At its session on 19 September 2024, the Board of Directors of the Central Bank of Costa Rica (BCCR) unanimously agreed to reduce the Monetary Policy Rate (TPM) by 50 basis points, placing it at 4.25% per year, effective from September 2024.
The BCCR’s decision seeks to maintain the stability of the national currency and is based on a scheme of inflation targets. This approach allows for a prospective monetary policy, which uses the MPC as the main tool to guide economic stability.
The Central Bank justifies the measure due to the decline in inflation both internationally and at the local level.
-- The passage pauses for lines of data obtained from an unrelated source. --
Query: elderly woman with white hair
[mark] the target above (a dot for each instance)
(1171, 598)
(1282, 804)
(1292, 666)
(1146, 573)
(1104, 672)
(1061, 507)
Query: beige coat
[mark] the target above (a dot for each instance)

In August, year-on-year inflation in Costa Rica stood at 0.3%, with an average underlying inflation of 0.6%, both below the target range of 3% and 1 percentage point.
The central bank also expects overall inflation to enter the tolerance range in the third quarter of 2025, while underlying inflation will do so in the first quarter of next year. The global economic slowdown and volatility in commodity prices, such as oil, have also been decisive in this decision.
The BCCR highlighted that since March 2023, the MPC has accumulated a reduction of 425 base points. Despite the reduction, the institution will maintain a prudent approach to ensuring an orderly convergence of inflation to its target and adjust the MPC according to the economic conditions so require.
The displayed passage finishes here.